Modern integrated circuit designs have become extremely complex. As a result, various techniques have been developed to verify that circuit designs will operate as desired before they are implemented in an expensive manufacturing process. For example, logic simulation is a tool used for verifying the logical correctness of a hardware design. Designing hardware today involves writing a program in the hardware description language. A simulation may be performed by running that program. If the program (or model) runs correctly, then one can be reasonably assured that the logic of the design is correct at least for the cases tested in the simulation.
Software-based simulation, however, may be too slow for large complex designs such as SoC (System on Chip) designs. Although design reuse, intellectual property, and high-performance tools all can help to shorten SoC design time, they do not diminish the system verification bottleneck, which consumes 60-70% of the design cycle. Hardware emulation provides an effective way to increase verification productivity, speed up time-to-market, and deliver greater confidence in final products. In hardware emulation, a portion of a circuit design or the entire circuit design is emulated with an emulation circuit or “emulator.”
Two categories of emulators have been developed. The first category is programmable logic or FPGA (field programmable gate array)-based. In an FPGA-based architecture, each chip has a network of prewired blocks of look-up tables and coupled flip-flops. A look-up table can be programmed to be a Boolean function, and each of the look-up tables can be programmed to connect or bypass the associated flip-flop(s). Look-up tables with connected flip-flops act as finite-state machines, while look-up tables with bypassed flip-flops operate as combinational logic. The look-up tables can be programmed to mimic any combinational logic of a predetermined number of inputs and outputs. To emulate a circuit design, the circuit design is first compiled and mapped to an array of interconnected FPGA chips. The compiler usually needs to partition the circuit design into pieces (sub-circuits) such that each fits into an FPGA chip. The sub-circuits are then synthesized into the look-up tables (that is, generating the contents in the look-up tables such that the look-up tables together produce the function of the sub-circuits). Subsequently, place and route is performed on the FPGA chips in a way that preserves the connectivity in the original circuit design. The programmable logic chips employed by an emulator may be commercial FPGA chips or custom-designed emulation chips containing programmable logic blocks.

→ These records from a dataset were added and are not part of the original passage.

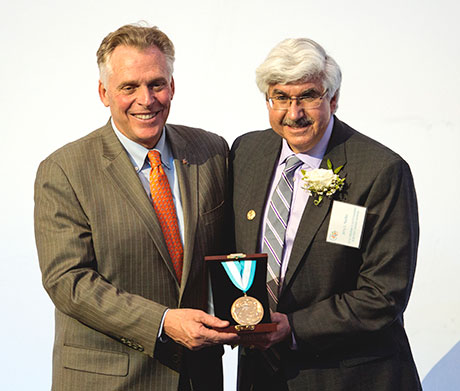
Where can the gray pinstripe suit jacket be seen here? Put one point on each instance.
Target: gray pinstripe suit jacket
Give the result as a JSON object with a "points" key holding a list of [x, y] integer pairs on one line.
{"points": [[106, 267], [345, 305]]}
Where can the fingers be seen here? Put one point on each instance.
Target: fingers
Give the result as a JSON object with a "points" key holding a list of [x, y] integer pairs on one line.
{"points": [[193, 329]]}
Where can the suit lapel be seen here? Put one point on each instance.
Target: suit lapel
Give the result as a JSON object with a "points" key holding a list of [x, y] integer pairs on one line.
{"points": [[313, 216], [121, 173], [187, 175]]}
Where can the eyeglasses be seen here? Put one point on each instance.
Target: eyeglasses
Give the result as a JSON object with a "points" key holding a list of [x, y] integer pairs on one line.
{"points": [[310, 100]]}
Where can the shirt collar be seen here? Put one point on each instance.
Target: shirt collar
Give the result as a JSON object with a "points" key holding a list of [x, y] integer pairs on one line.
{"points": [[314, 156], [138, 153]]}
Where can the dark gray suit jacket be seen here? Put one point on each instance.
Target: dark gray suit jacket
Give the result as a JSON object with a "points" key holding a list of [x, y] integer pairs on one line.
{"points": [[345, 305], [106, 266]]}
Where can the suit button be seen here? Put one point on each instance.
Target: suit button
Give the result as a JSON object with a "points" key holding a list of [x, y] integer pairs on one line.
{"points": [[251, 214]]}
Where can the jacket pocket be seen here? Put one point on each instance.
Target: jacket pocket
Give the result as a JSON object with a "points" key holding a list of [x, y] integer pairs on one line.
{"points": [[95, 361]]}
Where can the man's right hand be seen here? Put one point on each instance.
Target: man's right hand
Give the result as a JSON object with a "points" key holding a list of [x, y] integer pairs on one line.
{"points": [[194, 329]]}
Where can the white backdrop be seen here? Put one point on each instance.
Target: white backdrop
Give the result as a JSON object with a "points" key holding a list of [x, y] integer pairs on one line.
{"points": [[400, 62]]}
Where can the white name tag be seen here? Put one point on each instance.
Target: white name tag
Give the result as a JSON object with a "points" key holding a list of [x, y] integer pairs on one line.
{"points": [[346, 224]]}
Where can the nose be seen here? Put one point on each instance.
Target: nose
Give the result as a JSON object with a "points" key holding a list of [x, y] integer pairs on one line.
{"points": [[145, 96], [295, 111]]}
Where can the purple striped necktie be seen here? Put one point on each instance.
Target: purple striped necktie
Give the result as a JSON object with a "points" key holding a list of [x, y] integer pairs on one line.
{"points": [[275, 227]]}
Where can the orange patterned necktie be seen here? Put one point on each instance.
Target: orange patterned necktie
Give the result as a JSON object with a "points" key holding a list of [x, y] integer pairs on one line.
{"points": [[166, 212]]}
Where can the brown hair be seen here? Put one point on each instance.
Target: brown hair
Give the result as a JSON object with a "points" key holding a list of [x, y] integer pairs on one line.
{"points": [[137, 36]]}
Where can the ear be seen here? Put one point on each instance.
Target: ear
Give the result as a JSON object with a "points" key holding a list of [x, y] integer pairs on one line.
{"points": [[103, 94], [334, 103], [173, 88]]}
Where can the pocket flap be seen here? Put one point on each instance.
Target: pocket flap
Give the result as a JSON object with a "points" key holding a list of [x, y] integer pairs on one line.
{"points": [[95, 361]]}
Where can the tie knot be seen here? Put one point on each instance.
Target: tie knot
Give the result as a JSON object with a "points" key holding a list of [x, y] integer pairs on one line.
{"points": [[292, 162], [154, 158]]}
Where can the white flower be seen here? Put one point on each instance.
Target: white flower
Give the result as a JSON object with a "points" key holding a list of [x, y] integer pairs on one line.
{"points": [[322, 182]]}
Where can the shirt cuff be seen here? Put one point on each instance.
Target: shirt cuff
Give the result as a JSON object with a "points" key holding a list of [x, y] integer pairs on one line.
{"points": [[162, 337]]}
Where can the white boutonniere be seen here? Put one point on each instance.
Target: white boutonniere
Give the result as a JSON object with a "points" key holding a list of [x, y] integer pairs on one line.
{"points": [[322, 182]]}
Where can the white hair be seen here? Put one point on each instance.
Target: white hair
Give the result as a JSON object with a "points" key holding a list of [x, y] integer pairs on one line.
{"points": [[299, 60]]}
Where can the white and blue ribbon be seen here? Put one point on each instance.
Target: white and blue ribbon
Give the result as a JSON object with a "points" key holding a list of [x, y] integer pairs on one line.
{"points": [[241, 273]]}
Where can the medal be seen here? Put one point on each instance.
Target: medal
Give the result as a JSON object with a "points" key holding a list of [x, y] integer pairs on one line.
{"points": [[246, 310]]}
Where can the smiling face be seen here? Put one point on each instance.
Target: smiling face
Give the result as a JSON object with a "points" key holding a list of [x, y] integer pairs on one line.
{"points": [[301, 128], [139, 90]]}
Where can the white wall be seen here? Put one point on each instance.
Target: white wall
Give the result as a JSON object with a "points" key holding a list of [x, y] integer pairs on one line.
{"points": [[400, 61]]}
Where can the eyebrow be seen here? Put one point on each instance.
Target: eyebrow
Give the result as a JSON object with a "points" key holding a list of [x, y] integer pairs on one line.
{"points": [[305, 92]]}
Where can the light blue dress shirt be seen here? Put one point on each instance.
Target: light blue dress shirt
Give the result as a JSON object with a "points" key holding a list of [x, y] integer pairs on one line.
{"points": [[311, 160], [138, 156]]}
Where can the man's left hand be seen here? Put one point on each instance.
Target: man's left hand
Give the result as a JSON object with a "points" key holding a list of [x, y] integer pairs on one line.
{"points": [[263, 341]]}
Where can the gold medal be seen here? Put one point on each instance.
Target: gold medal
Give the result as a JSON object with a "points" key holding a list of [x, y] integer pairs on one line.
{"points": [[247, 311]]}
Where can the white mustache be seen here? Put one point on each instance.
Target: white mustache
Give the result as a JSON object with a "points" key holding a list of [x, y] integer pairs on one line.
{"points": [[300, 123]]}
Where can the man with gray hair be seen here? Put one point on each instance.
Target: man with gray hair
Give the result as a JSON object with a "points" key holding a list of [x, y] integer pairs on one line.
{"points": [[336, 213], [123, 219]]}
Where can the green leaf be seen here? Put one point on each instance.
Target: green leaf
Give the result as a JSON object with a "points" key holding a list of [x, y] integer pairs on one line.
{"points": [[318, 201]]}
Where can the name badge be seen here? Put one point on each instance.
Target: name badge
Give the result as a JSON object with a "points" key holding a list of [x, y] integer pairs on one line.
{"points": [[346, 224]]}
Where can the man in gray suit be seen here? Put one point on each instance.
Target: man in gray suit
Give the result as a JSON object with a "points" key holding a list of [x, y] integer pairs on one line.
{"points": [[130, 296], [336, 212]]}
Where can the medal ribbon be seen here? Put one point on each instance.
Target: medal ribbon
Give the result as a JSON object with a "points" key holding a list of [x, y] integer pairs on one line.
{"points": [[241, 273]]}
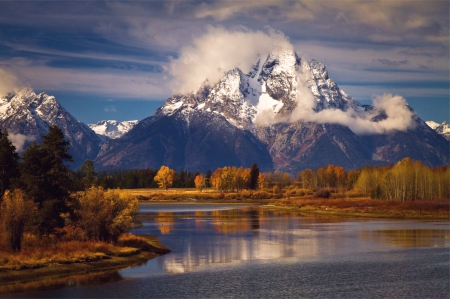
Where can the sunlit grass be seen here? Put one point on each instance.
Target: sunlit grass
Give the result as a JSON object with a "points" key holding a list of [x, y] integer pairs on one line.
{"points": [[361, 204], [37, 253]]}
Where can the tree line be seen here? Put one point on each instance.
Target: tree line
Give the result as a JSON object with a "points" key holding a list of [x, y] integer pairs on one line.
{"points": [[38, 195]]}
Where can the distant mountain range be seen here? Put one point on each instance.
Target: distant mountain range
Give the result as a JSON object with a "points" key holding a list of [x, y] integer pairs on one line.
{"points": [[241, 119], [250, 117], [28, 115]]}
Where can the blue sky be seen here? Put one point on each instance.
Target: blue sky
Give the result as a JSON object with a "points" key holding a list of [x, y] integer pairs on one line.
{"points": [[108, 60]]}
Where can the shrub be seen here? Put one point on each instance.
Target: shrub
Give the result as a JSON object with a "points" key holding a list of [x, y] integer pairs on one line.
{"points": [[15, 212], [105, 215], [276, 189], [322, 193], [261, 195]]}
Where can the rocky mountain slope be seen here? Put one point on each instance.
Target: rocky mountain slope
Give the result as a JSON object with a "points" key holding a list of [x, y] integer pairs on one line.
{"points": [[112, 129], [246, 118], [442, 129], [31, 114]]}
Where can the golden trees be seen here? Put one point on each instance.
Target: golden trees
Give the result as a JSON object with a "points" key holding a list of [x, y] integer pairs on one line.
{"points": [[200, 182], [231, 178], [15, 212], [105, 215], [165, 177], [262, 181], [411, 180]]}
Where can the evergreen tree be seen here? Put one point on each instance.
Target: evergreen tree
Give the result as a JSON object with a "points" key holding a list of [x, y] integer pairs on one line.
{"points": [[46, 179], [254, 173], [9, 163]]}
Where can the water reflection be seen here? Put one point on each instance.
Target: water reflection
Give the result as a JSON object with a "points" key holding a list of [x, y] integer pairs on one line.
{"points": [[200, 239], [407, 238], [212, 237], [50, 283]]}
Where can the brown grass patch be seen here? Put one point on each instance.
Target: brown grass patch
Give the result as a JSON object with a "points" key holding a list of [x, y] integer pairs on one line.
{"points": [[367, 205]]}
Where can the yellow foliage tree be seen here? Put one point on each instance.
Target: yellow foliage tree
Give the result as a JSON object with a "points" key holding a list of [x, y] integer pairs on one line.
{"points": [[165, 177], [105, 215], [15, 212], [200, 182]]}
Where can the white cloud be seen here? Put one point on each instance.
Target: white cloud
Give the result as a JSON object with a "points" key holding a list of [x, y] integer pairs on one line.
{"points": [[398, 116], [221, 50], [19, 140], [8, 82]]}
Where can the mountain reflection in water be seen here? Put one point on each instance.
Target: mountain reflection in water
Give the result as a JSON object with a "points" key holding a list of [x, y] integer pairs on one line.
{"points": [[218, 249]]}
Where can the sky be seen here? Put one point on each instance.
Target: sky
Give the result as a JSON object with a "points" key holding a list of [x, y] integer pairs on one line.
{"points": [[115, 59]]}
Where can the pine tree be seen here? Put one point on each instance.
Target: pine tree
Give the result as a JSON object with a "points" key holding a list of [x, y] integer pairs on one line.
{"points": [[9, 163], [46, 179], [88, 173]]}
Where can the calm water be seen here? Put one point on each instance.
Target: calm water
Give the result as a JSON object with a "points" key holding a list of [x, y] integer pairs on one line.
{"points": [[237, 251]]}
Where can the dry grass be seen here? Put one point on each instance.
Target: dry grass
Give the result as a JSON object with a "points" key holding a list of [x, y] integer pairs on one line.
{"points": [[39, 253], [367, 205]]}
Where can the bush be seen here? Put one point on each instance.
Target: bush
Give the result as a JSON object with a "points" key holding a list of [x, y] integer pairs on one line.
{"points": [[105, 215], [15, 212], [261, 195], [322, 193], [276, 189]]}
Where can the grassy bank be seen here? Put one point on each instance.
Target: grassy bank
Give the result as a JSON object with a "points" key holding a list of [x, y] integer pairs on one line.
{"points": [[46, 259], [366, 207]]}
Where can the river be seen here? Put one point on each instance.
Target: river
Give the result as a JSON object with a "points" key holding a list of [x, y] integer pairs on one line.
{"points": [[238, 251]]}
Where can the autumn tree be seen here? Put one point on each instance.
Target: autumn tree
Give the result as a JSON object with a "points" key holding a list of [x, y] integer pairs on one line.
{"points": [[15, 212], [262, 181], [307, 178], [200, 182], [105, 215], [165, 177], [9, 163], [216, 180], [254, 173], [88, 173]]}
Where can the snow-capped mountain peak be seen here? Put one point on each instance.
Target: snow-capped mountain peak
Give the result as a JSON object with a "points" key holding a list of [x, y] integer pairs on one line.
{"points": [[112, 129], [32, 114], [268, 92]]}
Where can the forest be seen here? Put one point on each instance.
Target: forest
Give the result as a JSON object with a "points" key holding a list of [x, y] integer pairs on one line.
{"points": [[40, 196], [48, 216]]}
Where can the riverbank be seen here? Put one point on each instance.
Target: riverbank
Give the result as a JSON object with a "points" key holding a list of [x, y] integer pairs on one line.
{"points": [[146, 248], [365, 207]]}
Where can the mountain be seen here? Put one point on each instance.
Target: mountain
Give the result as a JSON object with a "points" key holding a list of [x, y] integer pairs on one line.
{"points": [[112, 129], [442, 129], [251, 117], [31, 114]]}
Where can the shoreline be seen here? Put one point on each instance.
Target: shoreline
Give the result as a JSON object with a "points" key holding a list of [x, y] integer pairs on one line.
{"points": [[13, 280], [357, 214], [313, 210]]}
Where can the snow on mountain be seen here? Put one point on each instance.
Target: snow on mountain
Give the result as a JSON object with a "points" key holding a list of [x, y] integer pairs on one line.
{"points": [[267, 93], [30, 115], [442, 129], [112, 129], [248, 117]]}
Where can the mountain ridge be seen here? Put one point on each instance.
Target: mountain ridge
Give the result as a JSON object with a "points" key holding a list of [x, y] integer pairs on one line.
{"points": [[269, 92]]}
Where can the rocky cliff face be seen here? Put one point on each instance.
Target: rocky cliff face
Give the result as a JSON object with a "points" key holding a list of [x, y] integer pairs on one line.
{"points": [[31, 115], [246, 118]]}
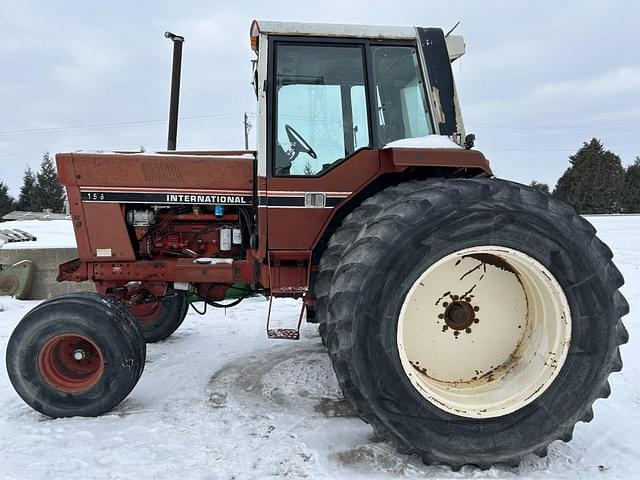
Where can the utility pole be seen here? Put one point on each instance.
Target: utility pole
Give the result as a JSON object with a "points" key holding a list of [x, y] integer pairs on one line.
{"points": [[247, 127], [175, 88]]}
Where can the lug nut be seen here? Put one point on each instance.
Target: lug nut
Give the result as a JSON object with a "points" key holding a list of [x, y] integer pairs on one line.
{"points": [[79, 354]]}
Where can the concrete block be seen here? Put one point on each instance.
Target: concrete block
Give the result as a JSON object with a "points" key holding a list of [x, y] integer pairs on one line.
{"points": [[46, 261]]}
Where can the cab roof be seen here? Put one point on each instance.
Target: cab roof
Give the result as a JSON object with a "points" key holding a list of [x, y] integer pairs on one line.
{"points": [[455, 43]]}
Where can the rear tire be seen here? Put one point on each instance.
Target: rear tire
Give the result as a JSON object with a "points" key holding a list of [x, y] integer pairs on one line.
{"points": [[75, 355], [421, 223]]}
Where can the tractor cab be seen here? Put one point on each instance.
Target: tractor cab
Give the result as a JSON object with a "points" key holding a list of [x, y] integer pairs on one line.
{"points": [[326, 92], [335, 104]]}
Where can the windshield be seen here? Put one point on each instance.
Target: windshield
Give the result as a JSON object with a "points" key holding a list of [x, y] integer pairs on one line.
{"points": [[321, 107]]}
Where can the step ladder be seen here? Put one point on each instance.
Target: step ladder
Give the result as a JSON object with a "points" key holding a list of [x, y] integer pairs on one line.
{"points": [[284, 333]]}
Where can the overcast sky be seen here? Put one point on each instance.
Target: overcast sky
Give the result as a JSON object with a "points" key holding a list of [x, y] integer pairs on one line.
{"points": [[538, 78]]}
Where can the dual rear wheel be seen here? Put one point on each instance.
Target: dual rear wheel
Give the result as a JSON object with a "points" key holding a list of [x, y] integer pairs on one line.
{"points": [[470, 321]]}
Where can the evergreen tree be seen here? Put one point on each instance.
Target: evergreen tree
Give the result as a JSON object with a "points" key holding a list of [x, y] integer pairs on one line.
{"points": [[543, 187], [48, 193], [25, 201], [631, 194], [594, 182], [7, 203]]}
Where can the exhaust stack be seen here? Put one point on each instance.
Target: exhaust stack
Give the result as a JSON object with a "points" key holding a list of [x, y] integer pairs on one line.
{"points": [[175, 88]]}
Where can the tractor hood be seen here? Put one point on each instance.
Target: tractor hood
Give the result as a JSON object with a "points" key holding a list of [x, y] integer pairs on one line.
{"points": [[203, 177]]}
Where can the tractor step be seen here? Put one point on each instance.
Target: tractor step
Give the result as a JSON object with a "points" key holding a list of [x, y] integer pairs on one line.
{"points": [[284, 333]]}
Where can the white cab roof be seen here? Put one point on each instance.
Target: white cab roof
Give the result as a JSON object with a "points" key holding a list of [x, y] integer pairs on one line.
{"points": [[455, 43]]}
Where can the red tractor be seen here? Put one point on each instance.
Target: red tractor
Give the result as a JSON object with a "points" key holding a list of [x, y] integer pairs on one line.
{"points": [[471, 320]]}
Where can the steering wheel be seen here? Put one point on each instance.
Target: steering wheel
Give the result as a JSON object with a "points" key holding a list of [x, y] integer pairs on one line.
{"points": [[299, 144]]}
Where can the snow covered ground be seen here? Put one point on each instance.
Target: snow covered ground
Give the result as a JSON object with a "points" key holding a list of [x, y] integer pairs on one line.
{"points": [[219, 401]]}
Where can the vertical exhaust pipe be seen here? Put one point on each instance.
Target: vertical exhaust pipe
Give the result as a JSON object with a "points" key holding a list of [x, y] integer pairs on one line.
{"points": [[175, 88]]}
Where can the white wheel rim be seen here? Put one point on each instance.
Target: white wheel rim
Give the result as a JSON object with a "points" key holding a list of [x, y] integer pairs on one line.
{"points": [[484, 331]]}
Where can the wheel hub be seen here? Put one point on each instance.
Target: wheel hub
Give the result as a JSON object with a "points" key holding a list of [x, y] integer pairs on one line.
{"points": [[459, 315], [493, 366], [70, 363]]}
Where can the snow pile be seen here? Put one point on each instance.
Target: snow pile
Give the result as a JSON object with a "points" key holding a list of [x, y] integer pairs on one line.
{"points": [[429, 141], [49, 234], [218, 400]]}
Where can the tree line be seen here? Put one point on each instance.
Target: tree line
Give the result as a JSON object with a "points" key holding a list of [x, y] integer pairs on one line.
{"points": [[40, 191], [597, 182]]}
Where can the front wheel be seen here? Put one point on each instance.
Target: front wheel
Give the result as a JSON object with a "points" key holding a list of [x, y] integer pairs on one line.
{"points": [[75, 355], [474, 321]]}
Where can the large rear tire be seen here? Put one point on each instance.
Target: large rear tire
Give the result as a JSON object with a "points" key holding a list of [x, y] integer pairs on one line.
{"points": [[75, 355], [473, 321]]}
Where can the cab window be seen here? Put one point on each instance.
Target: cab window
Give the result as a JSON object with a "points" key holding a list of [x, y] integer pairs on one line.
{"points": [[400, 100], [320, 107]]}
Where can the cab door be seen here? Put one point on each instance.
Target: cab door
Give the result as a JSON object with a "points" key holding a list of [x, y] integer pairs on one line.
{"points": [[320, 149], [333, 104]]}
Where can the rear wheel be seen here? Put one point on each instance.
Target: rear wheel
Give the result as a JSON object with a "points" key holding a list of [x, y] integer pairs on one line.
{"points": [[75, 355], [159, 317], [489, 312]]}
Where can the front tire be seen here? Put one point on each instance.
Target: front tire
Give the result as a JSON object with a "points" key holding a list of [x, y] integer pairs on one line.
{"points": [[542, 287], [75, 355]]}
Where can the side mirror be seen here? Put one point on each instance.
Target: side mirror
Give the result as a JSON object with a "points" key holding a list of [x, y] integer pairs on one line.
{"points": [[469, 141]]}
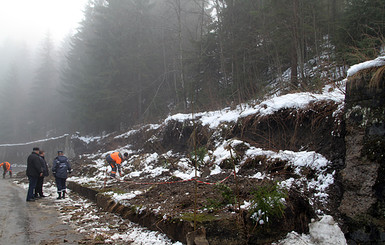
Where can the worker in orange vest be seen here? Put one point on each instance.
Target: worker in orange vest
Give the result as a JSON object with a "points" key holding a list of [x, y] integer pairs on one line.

The second category of emulators is processor-based: an array of Boolean processors able to share data with one another is employed to map a circuit design, and Boolean operations are scheduled and performed accordingly. Similar to the FPGA-based, the circuit design needs to be partitioned into sub-circuits first so that the code for each sub-circuit fits the instruction memory of a processor. Whether FPGA-based or processor-based, an emulator performs circuit verification in parallel since the entire circuit design executes simultaneously as it will in a real device. By contrast, a simulator performs circuit verification by executing the hardware description code serially. The different styles of execution can lead to orders of magnitude differences in execution time.
While executing like a real device, an emulator's running speed is much lower, usually no more than a few mega-hertz. Clock generation and distribution can have a significant impact on the performance of an emulator, especially considering SoC designs of today. The SoC designs of today are becoming extremely complex with an increasing number of clocks, synchronous and asynchronous. The primary drivers of the large number of asynchronous clocks are IP (intellectual property) blocks from different vendors, different bus protocols, different power modes, and increased interfaces and peripheral devices. Power consumption has also become one of the major limiting factors in current electronic system. To reduce power consumption, an SoC design typically does not keep all the clock domains active all the time. Even in an active clock domain, clock-gating may dynamically shut off the clock to portions of the clock domain that are “idle” for some cycles. It is also common practice to choose one clock amongst two or more clocks through multiplexing logic. At any given instant of time, only one of the two or more clocks is activated. The existence of inactive clocks, either by clock gating or by selection through multiplexing, allows an emulator user to control the clock generator in the emulator so that the fastest clock signals generated may be used for the fastest active clocks. While improving the emulator performance, this approach is “manual” in nature and executes through executing time-consuming software codes. It is desirable to develop a scheme for automatic control of clock generation.